One thing I want to add (though it is a bit tangential) is the idea of Pipeline Failure conditions. Right now, the pipeline bails early if anything fails. If I have multiple “branches” in my pipeline that are independent, I would expect non-dependent branches to run to completion separately from each other. An example:

apiVersion: tekton.dev/v1alpha1
kind: Pipeline
metadata:
  name: branched-pipeline
spec:
  tasks:
    - name: pre-work
      taskRef:
        name: install-dependencies
    - name: lint
      taskRef:
        name: run-linter
      runAfter:
        - pre-work
    - name: compile
      taskRef:
        name: run-compiler
      runAfter:
        - pre-work
    - name: deploy
      taskRef:
        name: deploy
      runAfter:
        - compile

If the lint task here fails, it will fail the whole pipeline even if the compile succeeds. In this scenario, I would expect/want the deploy to still happen. I could imagine other scenarios where one could want to make a task a show-stopper as well. I believe this calls for failure strategies on a Pipeline

I really like the idea of runOn: ["success", "failure", "skip"] == runOn: ["always"]. Keeps with the descriptive nature of Kubernetes and doesn’t require a loaded term (is always really always).

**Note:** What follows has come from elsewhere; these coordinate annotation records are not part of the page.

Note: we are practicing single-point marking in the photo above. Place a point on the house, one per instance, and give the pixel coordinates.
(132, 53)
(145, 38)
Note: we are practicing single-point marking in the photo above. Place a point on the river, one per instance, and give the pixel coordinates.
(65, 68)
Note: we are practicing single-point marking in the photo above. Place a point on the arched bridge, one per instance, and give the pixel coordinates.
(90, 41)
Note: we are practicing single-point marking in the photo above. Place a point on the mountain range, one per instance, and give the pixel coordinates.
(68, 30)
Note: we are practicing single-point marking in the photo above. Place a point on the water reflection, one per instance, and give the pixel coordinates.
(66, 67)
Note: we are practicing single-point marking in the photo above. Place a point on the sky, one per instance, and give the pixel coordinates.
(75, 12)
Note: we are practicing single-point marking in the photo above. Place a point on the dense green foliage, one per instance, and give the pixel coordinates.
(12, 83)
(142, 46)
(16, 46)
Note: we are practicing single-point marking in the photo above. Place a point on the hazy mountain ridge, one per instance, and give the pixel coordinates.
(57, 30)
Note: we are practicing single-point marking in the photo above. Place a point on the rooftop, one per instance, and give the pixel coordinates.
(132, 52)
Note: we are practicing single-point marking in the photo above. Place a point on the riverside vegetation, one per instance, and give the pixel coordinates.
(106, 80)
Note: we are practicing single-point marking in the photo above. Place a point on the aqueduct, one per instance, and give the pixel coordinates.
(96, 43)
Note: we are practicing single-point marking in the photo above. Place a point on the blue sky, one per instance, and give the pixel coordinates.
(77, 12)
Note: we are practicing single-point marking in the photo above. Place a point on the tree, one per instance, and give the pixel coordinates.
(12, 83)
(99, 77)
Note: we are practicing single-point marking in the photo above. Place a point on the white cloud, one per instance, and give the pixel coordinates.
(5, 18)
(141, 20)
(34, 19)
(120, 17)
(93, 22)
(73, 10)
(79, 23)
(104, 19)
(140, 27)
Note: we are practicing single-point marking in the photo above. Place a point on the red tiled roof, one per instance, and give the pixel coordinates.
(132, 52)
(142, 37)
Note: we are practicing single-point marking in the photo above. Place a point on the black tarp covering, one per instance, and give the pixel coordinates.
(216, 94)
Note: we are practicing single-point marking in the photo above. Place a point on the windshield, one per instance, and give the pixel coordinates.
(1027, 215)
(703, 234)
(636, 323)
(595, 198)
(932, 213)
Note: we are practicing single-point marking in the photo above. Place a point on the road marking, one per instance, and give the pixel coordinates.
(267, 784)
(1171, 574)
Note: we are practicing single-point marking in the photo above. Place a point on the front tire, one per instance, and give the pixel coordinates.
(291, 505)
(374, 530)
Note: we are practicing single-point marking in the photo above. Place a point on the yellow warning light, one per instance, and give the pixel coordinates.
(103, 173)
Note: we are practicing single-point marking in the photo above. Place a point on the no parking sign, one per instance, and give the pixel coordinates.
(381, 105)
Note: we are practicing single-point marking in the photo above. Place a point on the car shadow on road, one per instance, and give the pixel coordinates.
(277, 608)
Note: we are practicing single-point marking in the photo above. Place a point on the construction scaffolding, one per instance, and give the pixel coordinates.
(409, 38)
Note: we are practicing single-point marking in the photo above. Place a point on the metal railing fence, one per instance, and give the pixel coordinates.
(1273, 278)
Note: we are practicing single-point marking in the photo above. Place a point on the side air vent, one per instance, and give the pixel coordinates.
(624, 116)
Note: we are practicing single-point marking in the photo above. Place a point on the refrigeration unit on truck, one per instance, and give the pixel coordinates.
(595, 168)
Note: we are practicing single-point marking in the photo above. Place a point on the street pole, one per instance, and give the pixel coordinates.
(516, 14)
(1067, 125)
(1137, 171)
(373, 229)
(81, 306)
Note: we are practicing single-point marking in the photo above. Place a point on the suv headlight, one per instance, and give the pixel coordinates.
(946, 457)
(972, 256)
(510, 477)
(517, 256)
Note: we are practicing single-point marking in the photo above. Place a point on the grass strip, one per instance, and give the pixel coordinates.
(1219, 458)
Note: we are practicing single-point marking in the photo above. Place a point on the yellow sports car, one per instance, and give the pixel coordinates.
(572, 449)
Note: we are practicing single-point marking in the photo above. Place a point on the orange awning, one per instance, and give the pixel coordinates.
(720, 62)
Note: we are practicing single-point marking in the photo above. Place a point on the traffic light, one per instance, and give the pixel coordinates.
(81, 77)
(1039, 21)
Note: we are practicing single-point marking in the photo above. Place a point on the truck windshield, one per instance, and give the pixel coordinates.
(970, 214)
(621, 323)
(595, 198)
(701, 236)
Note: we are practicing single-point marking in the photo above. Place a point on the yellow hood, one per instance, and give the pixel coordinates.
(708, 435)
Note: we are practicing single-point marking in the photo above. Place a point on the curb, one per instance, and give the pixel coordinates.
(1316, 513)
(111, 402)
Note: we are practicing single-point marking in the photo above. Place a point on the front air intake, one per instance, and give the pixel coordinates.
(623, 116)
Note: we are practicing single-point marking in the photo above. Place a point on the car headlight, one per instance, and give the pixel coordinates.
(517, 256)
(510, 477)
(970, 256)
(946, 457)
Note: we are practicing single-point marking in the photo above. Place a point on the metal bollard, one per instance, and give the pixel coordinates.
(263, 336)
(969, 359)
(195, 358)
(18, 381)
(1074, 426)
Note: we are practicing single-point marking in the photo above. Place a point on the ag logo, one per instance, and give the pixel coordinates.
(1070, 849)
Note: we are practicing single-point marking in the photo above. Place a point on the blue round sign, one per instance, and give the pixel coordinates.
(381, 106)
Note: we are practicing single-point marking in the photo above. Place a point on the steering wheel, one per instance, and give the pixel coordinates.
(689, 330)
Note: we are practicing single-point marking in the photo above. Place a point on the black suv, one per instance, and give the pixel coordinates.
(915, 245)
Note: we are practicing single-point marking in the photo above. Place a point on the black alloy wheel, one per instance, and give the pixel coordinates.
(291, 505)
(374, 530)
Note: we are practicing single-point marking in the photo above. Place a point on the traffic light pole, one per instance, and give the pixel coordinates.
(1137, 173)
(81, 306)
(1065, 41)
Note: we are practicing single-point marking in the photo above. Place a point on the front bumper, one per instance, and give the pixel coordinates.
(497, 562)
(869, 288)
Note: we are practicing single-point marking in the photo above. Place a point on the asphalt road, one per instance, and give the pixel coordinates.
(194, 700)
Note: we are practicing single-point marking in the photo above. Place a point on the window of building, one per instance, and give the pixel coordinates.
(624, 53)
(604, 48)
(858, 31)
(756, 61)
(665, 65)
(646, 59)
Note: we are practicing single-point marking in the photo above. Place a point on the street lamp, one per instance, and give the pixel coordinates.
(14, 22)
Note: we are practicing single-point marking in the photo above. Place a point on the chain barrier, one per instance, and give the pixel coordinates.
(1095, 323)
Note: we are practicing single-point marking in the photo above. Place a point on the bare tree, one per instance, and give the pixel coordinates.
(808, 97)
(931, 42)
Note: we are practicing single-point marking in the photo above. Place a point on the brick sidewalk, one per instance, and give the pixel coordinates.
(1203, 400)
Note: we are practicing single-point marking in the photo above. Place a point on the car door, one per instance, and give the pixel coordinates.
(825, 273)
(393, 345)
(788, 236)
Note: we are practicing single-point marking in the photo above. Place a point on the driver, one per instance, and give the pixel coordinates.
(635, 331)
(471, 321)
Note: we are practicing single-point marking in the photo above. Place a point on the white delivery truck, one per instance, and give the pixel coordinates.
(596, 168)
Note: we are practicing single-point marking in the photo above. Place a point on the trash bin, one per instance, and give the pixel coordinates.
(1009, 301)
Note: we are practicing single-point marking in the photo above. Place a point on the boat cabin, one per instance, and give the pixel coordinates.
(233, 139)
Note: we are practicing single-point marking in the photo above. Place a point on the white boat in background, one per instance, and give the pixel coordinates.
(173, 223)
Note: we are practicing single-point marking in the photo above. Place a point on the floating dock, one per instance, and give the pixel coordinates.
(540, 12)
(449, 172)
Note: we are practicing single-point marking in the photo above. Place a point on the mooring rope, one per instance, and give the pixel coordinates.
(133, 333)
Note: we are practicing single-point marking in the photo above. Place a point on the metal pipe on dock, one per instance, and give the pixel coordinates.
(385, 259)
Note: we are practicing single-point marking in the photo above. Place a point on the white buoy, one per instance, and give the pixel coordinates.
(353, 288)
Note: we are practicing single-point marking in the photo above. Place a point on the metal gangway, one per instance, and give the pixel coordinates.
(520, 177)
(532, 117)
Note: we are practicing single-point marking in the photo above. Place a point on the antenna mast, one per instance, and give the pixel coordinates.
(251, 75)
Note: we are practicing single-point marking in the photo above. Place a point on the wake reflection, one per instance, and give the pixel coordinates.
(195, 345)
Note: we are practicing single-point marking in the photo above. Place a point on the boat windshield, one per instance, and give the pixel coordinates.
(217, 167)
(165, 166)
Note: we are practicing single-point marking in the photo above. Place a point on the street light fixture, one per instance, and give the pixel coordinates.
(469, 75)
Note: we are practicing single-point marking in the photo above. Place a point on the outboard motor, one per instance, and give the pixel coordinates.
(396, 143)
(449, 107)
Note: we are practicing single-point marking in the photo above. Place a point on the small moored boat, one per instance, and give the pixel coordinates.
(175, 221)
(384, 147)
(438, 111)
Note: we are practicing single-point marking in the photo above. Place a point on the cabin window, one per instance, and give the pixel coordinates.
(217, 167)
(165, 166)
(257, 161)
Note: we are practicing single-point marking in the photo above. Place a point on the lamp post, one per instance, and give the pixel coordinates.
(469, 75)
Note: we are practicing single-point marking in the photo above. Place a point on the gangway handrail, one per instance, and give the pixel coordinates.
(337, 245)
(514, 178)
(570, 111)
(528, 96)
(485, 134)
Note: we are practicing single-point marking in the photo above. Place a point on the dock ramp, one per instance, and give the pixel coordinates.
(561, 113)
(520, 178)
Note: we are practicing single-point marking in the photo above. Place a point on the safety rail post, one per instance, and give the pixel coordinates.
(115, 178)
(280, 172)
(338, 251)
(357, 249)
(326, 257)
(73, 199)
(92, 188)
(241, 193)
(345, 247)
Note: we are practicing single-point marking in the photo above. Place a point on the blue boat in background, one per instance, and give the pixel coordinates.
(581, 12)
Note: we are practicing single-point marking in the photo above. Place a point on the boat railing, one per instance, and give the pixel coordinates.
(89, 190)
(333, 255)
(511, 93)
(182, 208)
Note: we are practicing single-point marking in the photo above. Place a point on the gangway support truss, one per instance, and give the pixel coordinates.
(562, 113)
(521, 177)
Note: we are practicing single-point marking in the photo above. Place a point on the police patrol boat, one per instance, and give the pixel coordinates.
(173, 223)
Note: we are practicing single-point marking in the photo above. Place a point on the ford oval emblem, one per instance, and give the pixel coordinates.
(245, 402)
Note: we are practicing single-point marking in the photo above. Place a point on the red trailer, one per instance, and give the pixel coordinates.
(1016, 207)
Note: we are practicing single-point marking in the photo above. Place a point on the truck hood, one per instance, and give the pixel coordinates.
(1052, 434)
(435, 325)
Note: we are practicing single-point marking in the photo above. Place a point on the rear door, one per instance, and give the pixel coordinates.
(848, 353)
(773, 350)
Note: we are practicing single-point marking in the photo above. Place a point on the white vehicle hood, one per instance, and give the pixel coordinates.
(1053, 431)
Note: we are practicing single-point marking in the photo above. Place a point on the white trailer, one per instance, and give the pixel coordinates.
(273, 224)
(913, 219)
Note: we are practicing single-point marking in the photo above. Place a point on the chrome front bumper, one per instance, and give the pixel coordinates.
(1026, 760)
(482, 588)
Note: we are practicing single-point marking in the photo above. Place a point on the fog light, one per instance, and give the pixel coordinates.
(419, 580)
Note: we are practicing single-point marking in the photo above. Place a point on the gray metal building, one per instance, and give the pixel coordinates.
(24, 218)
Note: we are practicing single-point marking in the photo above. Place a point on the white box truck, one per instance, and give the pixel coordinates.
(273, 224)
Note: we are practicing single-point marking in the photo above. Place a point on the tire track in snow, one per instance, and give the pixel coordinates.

Hrm. AlwaysRun isn’t that great for the Finally case - it doesn’t make as much sense. Deferred may be better after all. Here’s a comparison:

AlwaysRun

# This pipeline pings a URL when the pipeline finishes.
# This ping happens regardless of the pipeline's outcome.
apiVersion: tekton.dev/v1alpha1
kind: Pipeline
metadata:
  name: test-pipeline
spec:
  tasks:
    - name: ping-url-on-complete
      taskRef:
        name: send-ping
      strategy: AlwaysRun # AlwaysRun without a runAfter. Executes at end of pipeline.
    - name: uts
      taskRef:
        name: run-unit-tests
    - name: integration
      taskRef:
        name: run-integration-tests
      runAfter: uts

Deferred

# This pipeline pings a URL when the pipeline finishes.
# This ping happens regardless of the pipeline's outcome.
apiVersion: tekton.dev/v1alpha1
kind: Pipeline
metadata:
  name: test-pipeline
spec:
  tasks:
    - name: ping-url-on-complete
      taskRef:
        name: send-ping
      strategy: Deferred # Deferred without a runAfter. Executes at end of pipeline.
    - name: uts
      taskRef:
        name: run-unit-tests
    - name: integration
      taskRef:
        name: run-integration-tests
      runAfter: uts

Another phrasing of the above approach that @dibyom and I discussed would be to use keywords for defer / recover / skip (the default):

spec:
  tasks:
    - name: deploy-to-staging
      taskRef:
        name: deploy-to-k8s
    - name: rollback-staging
      runAfter: deploy-to-staging
      strategy: Recover # or Defer or Skip
      taskRef:
        name: rollback-deployment

This ^ says that rollback-staging PipelineTask will only execute if deploy-to-staging fails (it “Recovers” from deploy-to-staging’s failure).

Having thought about it for a couple days I’m still pretty sure we could describe all of the use cases we’ve talked about so far with just these three strategies.